Cebu 2015 Day 1: Sandiego-Yap Ancestral House and Cebu Heritage Monument

After having our lunch, we went to Sandiego-Yap Ancestral House in Parian District of Cebu. 

There are English-speaking tour guides in the house. They explain well and are willing to take your pictures when you're there. With matching, "Dito po so you'll look like you're inside a picture frame."

I don't have a lot of pictures because this house is already more than 300 years old. It was said that this house was built in the 17th century and being the paranoid that I am, I was scared that someone would show up in one of the pictures I'll be taking so I didn't take that risk. hahahahahaha.

I enjoy walking around places like this even if I get scared sometimes by what's inside because these places give you a glimpse of the past. 

 It's also worth noting that a lot of infrastructures in Cebu, even those newly-built, show damage from the destructive earthquake that struck the city last 2013 yet this house has no great damage - it was said that it's still 95% original and the oldest existing Chinese house outside China. 
There are a lot of religious artifacts, plates, glasswares, paintings etc.
For residents of Luzon who can't go to Cebu yet, there's also a museum with vast collection in Villa Escudero Plantation and Resort, Tiaong, Quezon. 

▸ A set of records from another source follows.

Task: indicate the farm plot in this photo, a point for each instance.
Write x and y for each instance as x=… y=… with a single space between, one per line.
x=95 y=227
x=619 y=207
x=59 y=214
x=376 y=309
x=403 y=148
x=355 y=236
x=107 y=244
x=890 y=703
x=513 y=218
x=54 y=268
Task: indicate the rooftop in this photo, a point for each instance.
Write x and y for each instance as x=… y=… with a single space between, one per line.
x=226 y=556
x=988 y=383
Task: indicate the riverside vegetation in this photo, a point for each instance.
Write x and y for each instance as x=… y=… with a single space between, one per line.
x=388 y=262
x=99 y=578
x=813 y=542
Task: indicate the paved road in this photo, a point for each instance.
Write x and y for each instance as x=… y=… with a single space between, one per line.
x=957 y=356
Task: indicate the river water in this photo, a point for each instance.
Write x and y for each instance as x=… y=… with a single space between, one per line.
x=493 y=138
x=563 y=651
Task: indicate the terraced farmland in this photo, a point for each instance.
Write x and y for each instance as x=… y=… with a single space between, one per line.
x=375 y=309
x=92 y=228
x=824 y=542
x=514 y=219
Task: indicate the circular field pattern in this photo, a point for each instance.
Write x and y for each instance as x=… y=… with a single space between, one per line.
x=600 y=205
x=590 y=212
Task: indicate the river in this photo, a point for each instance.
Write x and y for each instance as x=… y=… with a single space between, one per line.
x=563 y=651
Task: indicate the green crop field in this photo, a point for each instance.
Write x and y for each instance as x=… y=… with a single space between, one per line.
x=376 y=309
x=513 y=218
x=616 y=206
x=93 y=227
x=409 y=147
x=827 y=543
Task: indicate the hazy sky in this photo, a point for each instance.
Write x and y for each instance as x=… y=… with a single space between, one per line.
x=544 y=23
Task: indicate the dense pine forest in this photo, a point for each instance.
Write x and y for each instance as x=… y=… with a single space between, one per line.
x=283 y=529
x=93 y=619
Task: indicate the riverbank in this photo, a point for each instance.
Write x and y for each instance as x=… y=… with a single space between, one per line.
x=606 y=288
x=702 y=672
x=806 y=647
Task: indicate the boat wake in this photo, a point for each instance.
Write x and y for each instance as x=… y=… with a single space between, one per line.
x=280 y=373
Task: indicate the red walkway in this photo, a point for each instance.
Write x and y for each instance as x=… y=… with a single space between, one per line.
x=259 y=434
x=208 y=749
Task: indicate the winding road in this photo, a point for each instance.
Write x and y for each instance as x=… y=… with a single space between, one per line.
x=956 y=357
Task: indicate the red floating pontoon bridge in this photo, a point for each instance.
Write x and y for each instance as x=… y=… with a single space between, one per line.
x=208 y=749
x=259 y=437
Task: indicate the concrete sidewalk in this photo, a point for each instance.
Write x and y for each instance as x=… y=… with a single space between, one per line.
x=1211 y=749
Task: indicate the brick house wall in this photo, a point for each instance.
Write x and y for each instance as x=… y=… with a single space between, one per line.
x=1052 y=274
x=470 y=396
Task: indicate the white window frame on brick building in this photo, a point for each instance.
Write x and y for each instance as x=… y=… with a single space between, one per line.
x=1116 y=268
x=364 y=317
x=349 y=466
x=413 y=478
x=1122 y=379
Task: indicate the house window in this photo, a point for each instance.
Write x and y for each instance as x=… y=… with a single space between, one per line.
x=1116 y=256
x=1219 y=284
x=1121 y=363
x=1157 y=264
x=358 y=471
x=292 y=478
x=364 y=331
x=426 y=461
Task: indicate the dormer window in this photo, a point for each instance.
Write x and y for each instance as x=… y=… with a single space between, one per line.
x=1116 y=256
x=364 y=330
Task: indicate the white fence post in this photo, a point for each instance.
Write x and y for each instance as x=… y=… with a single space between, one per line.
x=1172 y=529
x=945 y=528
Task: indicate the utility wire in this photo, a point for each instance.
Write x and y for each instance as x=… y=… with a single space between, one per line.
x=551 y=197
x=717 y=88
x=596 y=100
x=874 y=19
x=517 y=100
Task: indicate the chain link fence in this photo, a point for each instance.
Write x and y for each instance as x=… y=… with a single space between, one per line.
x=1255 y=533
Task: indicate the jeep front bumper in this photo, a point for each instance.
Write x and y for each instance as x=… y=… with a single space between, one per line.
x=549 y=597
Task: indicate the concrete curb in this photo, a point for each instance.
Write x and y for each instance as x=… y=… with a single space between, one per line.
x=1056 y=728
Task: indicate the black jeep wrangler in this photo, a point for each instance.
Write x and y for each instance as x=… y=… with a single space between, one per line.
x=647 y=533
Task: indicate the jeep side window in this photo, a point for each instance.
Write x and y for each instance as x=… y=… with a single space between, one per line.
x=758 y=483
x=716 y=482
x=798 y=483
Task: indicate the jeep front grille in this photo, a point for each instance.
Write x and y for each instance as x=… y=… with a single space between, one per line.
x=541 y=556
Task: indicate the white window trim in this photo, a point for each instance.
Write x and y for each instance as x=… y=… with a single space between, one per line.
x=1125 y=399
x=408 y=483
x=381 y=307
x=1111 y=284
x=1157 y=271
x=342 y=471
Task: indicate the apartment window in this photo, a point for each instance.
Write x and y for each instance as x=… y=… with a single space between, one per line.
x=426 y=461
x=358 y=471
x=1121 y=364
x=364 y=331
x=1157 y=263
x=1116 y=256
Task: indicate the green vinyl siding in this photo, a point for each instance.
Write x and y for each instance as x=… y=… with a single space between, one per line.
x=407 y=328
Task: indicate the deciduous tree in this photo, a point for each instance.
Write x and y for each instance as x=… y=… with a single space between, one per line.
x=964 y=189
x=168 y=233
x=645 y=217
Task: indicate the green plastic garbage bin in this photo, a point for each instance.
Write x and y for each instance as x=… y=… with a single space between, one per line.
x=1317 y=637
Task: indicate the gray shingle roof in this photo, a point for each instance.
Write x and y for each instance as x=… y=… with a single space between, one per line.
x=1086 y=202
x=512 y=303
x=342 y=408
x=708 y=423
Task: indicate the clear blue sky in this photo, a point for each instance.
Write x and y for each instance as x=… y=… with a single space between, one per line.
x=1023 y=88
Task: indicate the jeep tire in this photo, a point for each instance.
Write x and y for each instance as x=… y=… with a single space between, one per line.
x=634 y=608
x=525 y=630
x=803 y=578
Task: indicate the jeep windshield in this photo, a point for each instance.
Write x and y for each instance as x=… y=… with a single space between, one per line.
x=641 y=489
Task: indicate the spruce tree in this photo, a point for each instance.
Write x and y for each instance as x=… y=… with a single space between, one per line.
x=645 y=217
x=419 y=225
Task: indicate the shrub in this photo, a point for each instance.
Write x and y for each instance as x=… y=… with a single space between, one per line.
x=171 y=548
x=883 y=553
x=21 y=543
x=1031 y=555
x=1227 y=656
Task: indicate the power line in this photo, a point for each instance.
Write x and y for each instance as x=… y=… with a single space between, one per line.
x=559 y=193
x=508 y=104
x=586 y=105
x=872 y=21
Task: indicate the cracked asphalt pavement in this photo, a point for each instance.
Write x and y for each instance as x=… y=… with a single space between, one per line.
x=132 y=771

Also unlike Crisologo Museum in Ilocos, the descendants of Sandiego-Yap still sleep there over the weekends.
Roof of the house is made from clay.

So this ends the series of pictures I took from "Balay nga Bato ug Kahoy" which translates to "House of Wood and Stones".
Near Sandiego-Yap Acestral House, you can find Cebu Heritage Monument.

It depicts the most important events that had happened in Cebu and is a work of Eduardo Castrillo, a national artist.

P.S. When we were in Cebu, Parian District is defined as the home of the residences of the most prominent families there during the Spanish period. Then, as I was watching a documentary of Binondo the other night, I found out that there's also a parian in Manila. Turns out that there are a lot of Parians in the Philippines. During the Spanish colonial period, the authorities believed that ethnic groups should be segregated and for Chinese Merchants the Parian was where they lived. (or maybe the story wasn't really like this pero halos 'yan 'yung idea.)